* * *
Ко мне зашёл, Саня Могила. Побренчал чётками. Бросил между делом.
- Сегодня смена хорошая. Ты вечером шизняк навестить не хочешь? Там вроде клиент твой прячется?
Дневальный изолятора с красной повязкой на рукаве открыл нам кнопкой железную дверь.
- Здорово, братела! - приветствует его Саня. - Бикса подмылась??
Шнырь изобразил улыбку краешком рта:
- Всё в лучшем виде, Санёк. Даже с мылом.
- Ну тогда готовь ей шлёмку с дыркой!
С лязгом - раскоцалась дверь. Клок испуганно вскочил с корточек.
- Вы чо, братва?
Он весь подобрался, сгорбился. Втянул голову в плечи. Зубы мелко стучали.
Саня зайдя к нему сзади, вытянул из штанов сетку, накинул её на шею бывшего шныря.
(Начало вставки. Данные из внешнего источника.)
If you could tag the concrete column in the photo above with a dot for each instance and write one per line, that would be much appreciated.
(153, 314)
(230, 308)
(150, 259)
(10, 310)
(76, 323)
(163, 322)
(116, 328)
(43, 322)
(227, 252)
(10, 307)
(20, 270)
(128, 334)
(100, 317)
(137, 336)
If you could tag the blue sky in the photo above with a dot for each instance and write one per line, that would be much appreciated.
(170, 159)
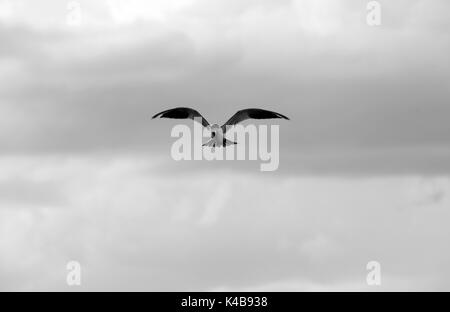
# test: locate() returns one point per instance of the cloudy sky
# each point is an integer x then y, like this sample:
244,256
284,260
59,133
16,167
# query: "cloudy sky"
87,175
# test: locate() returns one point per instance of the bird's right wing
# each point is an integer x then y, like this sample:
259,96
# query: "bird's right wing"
182,113
251,113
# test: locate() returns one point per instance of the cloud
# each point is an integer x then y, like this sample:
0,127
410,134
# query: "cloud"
119,215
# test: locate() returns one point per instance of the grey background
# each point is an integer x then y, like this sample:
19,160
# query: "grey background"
86,175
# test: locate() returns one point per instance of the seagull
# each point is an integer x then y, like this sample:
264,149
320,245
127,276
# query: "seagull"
218,133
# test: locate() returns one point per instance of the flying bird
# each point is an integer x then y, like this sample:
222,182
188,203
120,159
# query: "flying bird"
218,133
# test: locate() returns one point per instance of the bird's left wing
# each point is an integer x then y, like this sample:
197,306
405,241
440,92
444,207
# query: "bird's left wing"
251,113
182,113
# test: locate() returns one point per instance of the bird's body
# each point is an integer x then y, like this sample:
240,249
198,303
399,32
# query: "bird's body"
218,133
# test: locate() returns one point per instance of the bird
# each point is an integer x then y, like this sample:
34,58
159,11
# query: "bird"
218,133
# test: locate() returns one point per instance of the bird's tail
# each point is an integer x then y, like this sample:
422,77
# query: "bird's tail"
210,143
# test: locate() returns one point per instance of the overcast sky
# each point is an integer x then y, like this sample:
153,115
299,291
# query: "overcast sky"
87,175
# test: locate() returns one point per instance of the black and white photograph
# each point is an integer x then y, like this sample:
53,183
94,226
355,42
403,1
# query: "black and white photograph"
224,146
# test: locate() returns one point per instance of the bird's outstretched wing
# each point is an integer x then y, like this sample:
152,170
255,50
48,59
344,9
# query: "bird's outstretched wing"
251,113
182,113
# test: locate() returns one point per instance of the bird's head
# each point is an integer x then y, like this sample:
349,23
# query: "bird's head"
214,129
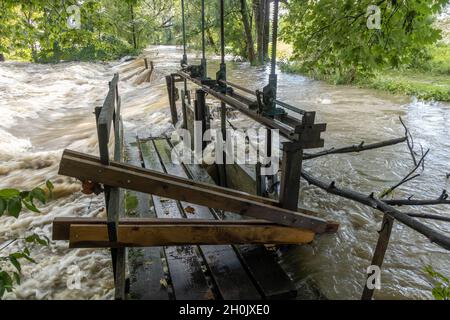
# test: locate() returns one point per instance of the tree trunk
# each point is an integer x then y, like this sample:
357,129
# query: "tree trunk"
133,27
248,32
259,13
266,29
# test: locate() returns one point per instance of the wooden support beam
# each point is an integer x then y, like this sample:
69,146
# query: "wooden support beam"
149,181
380,251
290,175
172,98
201,114
166,232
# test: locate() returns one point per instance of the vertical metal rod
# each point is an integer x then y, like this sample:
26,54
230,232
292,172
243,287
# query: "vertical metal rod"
203,61
184,44
222,31
223,106
290,175
184,32
274,37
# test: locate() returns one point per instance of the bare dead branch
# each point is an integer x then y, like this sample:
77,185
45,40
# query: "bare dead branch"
355,148
443,199
429,216
407,178
373,202
409,141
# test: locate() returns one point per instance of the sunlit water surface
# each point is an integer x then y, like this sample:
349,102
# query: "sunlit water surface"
47,108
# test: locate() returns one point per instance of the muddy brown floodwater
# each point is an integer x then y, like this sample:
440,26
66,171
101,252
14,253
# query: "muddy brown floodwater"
46,108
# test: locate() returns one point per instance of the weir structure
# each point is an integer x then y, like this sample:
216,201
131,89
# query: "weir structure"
199,232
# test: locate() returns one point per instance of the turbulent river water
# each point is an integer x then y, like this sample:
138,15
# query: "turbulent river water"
46,108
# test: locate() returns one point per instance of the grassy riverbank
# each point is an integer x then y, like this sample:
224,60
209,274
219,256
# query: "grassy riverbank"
428,81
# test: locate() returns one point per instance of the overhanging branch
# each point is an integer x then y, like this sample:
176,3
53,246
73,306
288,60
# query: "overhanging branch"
371,201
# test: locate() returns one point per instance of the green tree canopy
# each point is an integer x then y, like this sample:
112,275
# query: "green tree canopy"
341,38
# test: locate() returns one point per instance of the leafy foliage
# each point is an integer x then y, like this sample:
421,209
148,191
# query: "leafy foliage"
12,202
331,37
41,30
441,290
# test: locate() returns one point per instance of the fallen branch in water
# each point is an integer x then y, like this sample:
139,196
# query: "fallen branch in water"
409,141
407,178
355,148
429,216
443,199
371,201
Тот повалился на колени, захрипел, лицо налилось свекольной багровостью.
Жаркая волна ударила мне в голову. От возбуждения затряслись руки. Я ударил его тростью по голове. Клок упал на пол, кровь потекла по лбу. Я несколько раз поддел его голову ударом ботинка. Клок закатил глаза.
Саня спросил, - подох что ли?
Наклонился, прислушался к дыханию. - Да нет, живой. Петушить будешь? Или обоссым?
Злости у меня уже не было, ноги налились свинцом.
- Ладно Сань, пойдём. Я скотоложством не увлекаюсь.
* * *
Крысы живут стаями, помогают друг другу, защищают и при возможности, забирают с собой раненых. Но когда все опускается на уровень элементарного выживания, если они попадают в "неволю", где им угрожает опасность или голодная смерть, крысы также, как и люди, поедают друг дружку.
Советская власть применила этот метод на деле и занялась "перековкой" преступного мира, стараясь превратить в животных. Людей помещали в замкнутое пространство в и создавали им невыносимые условия содержания.
Выживали только самые сильнейшие и подлючие, которые в жизни уже не боялись ничего, ни ножа, ни нового срока.
* * *
Асредин завёл себе крысу. Это была не обычная помойная тварь с облезлым хвостом, а декоративная. Зверёк выглядел, как аристократ. У него была красивая, слегка шершавая на ощупь вьющаяся шерсть. Очень нахальные глазки - бусинки. Звали - Антон. Асредин звал его Тошка.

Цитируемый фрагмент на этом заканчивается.